The Society for Threatened Peoples (STP) accuses India, this year's guest country of the Hannover Messe, of not granting the Christians and Muslims in the country their freedom of religion. "Since Prime Minister Narendra Modi took office in May 2014, attacks committed by Hindu nationalists against Christians and Muslims have increased by 55 percent," criticized Ulrich Delius, the STP's Asia-consultant. "Asia's largest democracy must take the protection of religious minorities seriously – or it will lose all its credibility concerning human rights issues. The Hindu nationalists are playing with fire. This could lead to an increase of violence and destabilize the entire sub-continent." The STP has asked Chancellor Angela Merkel to demand better protection for Christians and Muslims in India during her talks with the Indian Prime Minister.

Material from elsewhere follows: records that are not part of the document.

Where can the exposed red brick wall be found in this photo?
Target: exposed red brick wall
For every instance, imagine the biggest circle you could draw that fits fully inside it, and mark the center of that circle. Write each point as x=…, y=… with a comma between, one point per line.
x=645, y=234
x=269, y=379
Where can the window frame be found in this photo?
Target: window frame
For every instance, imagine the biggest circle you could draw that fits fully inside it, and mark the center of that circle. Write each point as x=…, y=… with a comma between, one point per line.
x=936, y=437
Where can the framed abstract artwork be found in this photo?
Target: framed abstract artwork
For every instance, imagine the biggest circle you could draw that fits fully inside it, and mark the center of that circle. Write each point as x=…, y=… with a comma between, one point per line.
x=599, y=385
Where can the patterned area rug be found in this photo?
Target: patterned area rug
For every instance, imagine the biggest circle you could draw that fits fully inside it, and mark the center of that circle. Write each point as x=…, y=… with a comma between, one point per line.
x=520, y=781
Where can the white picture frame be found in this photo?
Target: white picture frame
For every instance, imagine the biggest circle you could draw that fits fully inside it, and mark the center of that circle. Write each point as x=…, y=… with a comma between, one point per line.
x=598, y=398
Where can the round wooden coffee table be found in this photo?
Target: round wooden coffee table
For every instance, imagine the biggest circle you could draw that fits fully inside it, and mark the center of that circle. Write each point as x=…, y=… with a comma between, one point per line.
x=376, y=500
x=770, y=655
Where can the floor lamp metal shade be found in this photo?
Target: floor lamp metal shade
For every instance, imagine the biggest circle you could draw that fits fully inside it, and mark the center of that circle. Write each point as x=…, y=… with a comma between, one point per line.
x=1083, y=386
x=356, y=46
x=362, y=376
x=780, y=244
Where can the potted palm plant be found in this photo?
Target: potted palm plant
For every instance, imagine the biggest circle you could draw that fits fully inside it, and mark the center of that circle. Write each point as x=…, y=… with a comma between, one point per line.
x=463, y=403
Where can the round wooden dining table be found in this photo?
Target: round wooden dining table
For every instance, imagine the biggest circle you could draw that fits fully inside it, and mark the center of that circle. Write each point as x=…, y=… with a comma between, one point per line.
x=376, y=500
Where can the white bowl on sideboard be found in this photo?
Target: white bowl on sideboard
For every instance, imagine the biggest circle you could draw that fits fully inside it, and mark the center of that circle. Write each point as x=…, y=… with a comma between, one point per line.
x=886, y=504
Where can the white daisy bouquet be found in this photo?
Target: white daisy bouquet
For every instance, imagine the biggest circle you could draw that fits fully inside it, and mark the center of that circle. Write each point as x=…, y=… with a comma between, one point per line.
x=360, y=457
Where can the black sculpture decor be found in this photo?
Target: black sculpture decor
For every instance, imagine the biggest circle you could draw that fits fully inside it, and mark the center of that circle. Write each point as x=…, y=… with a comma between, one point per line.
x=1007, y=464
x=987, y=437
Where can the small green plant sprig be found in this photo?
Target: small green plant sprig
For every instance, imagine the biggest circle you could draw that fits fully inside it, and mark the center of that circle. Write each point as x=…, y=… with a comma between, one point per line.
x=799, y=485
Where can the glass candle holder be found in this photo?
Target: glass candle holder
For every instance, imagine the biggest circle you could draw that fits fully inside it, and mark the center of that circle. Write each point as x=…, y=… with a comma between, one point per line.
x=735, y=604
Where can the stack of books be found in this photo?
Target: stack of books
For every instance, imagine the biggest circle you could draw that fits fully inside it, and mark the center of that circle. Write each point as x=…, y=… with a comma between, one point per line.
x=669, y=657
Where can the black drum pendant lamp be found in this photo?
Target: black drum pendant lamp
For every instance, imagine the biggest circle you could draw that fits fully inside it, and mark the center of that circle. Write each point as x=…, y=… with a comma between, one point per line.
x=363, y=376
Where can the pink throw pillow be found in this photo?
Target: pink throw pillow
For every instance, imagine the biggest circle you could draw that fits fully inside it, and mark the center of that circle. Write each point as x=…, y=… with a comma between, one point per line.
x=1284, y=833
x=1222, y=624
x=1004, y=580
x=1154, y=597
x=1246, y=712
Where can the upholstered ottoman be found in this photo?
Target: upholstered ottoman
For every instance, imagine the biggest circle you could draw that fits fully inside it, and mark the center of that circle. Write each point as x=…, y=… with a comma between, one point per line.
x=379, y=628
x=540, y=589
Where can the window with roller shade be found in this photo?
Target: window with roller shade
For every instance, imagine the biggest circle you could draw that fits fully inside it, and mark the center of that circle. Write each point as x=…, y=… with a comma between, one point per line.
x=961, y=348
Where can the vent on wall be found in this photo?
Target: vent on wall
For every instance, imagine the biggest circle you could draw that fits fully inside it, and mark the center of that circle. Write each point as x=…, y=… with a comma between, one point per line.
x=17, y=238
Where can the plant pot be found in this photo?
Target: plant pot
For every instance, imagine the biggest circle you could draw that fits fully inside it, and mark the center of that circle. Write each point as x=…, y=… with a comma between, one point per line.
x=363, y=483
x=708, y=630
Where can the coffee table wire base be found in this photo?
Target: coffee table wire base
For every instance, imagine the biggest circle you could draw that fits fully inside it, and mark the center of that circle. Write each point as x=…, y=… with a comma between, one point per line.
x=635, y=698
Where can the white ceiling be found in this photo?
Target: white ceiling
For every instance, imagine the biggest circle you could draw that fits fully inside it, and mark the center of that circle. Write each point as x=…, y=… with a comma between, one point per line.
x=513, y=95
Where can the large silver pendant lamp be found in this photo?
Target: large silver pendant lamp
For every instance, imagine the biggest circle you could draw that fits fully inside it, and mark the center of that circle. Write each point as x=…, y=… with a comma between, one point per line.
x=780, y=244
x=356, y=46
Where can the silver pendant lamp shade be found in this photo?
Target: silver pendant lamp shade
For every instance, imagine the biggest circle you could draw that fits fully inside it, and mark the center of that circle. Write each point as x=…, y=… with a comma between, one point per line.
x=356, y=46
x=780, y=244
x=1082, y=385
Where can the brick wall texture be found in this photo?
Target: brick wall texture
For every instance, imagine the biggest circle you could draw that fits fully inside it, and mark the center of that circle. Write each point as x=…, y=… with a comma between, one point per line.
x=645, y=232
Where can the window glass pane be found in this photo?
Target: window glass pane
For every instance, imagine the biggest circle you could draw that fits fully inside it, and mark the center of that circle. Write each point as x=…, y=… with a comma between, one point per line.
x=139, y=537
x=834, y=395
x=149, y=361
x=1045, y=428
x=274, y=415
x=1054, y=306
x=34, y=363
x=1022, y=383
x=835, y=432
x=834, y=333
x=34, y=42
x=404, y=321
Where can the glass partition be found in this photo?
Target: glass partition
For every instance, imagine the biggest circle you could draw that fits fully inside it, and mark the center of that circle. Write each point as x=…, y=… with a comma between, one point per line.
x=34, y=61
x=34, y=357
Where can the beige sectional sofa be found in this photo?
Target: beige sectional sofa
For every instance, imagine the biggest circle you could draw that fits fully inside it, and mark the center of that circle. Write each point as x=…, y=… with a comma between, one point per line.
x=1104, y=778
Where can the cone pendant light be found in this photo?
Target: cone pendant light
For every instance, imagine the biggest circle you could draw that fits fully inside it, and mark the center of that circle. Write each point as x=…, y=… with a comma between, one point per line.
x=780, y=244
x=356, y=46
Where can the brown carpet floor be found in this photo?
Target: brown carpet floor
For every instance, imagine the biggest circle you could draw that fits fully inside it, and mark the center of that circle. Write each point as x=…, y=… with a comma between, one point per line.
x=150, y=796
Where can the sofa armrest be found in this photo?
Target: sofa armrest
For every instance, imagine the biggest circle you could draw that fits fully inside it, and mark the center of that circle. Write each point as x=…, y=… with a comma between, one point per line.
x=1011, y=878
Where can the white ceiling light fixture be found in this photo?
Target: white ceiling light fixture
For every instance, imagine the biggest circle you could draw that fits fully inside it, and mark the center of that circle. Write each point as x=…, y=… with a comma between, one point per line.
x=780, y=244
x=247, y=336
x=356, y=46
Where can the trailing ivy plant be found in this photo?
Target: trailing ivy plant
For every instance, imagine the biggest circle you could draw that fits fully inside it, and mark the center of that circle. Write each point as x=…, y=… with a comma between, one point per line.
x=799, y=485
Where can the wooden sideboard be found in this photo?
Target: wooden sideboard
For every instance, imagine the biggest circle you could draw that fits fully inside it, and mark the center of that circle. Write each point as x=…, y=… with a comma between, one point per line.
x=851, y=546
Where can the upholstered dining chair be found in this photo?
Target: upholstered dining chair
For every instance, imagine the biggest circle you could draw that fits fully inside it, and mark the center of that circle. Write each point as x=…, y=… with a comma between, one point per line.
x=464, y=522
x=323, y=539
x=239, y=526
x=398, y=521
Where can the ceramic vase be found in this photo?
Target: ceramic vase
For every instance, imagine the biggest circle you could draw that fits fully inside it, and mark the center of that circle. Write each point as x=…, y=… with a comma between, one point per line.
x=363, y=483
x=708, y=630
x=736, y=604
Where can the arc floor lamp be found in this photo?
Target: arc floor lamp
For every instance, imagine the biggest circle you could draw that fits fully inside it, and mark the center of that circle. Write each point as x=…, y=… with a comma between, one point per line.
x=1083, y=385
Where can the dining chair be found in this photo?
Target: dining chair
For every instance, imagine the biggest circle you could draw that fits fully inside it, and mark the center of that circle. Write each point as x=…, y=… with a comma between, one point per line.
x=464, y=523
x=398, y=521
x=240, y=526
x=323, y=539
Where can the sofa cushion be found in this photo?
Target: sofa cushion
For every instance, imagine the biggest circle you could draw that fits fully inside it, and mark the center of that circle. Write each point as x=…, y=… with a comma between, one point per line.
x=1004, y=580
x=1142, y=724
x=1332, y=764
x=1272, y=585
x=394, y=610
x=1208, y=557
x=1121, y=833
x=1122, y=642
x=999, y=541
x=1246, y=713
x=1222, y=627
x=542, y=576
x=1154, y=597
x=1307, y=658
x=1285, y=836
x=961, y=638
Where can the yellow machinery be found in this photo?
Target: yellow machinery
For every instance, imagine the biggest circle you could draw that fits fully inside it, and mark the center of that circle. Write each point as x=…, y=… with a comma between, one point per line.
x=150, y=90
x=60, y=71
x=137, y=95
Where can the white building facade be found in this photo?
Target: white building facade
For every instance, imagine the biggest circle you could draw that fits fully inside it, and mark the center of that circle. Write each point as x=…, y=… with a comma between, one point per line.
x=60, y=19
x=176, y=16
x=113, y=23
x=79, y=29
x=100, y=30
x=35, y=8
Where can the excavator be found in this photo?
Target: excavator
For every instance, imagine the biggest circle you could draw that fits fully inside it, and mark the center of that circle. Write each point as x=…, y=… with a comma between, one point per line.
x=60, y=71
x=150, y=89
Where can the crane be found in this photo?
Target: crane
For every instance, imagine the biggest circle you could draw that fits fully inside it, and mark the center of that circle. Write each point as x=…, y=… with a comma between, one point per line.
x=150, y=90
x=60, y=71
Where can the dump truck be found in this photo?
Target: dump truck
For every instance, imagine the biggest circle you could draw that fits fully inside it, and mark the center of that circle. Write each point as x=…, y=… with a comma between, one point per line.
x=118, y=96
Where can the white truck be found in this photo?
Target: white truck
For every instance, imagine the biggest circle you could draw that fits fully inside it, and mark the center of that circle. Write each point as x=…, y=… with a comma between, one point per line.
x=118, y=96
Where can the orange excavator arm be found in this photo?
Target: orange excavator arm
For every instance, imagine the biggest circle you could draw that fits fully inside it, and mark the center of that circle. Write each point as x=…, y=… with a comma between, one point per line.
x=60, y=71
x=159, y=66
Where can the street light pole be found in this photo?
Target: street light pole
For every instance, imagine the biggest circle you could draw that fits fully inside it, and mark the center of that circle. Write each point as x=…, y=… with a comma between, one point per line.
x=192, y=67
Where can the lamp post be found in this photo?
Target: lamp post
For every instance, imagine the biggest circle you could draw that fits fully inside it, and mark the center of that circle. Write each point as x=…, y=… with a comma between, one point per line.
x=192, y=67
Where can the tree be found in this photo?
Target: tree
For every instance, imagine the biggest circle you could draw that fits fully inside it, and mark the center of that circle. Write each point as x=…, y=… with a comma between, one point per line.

More than 600 of such attacks were reported in India during Modi's previous term of office – 454 against Muslims and 152 against Christians. Hindu nationalists expressed threats against religious leaders and believers, there were interruptions of fairs and funerals, Christians were forced to renounce their faith and churches were vandalized. In March 2015, a 70-year-old nun who had tried to protect her younger sisters from radical Hindus was raped. Most of the attackers go unpunished, because the police tend not to go to much trouble in their investigations – and witnesses are often not willing to testify against Hindu nationalists for fear of reprisals.

About a quarter of the attacks are physical attacks against people. Clearly, there is an increase of violence against women. About half of the incidents are intimidations, threats and coercion. For example, a prayer group was forcibly broken up by Hindu extremists in Faridabad (Haryana) on March 8, 2015. A group of 700 furious Hindu had prevented the burial of a deceased Christians in a nearby village only two days before. About 25 percent of the registered attacks affect property, buildings or facilities of the two religious minorities.

"Non-Hindus feel more and more marginalized," said Delius. "They suffer from the climate of violence. Although the Christian churches in India can look back on a history of more than 1500 years, an apocalyptic mood is now spreading among the believers. Hindu nationalists are trying to install Hinduism as the state religion, denigrating other faiths as 'foreign' religions."

About 80 percent of the 1.2 billion Indians are Hindu, 14 percent are Muslims and 2.3 percent are Christians (about 1.6 percent of the entire population are Catholics).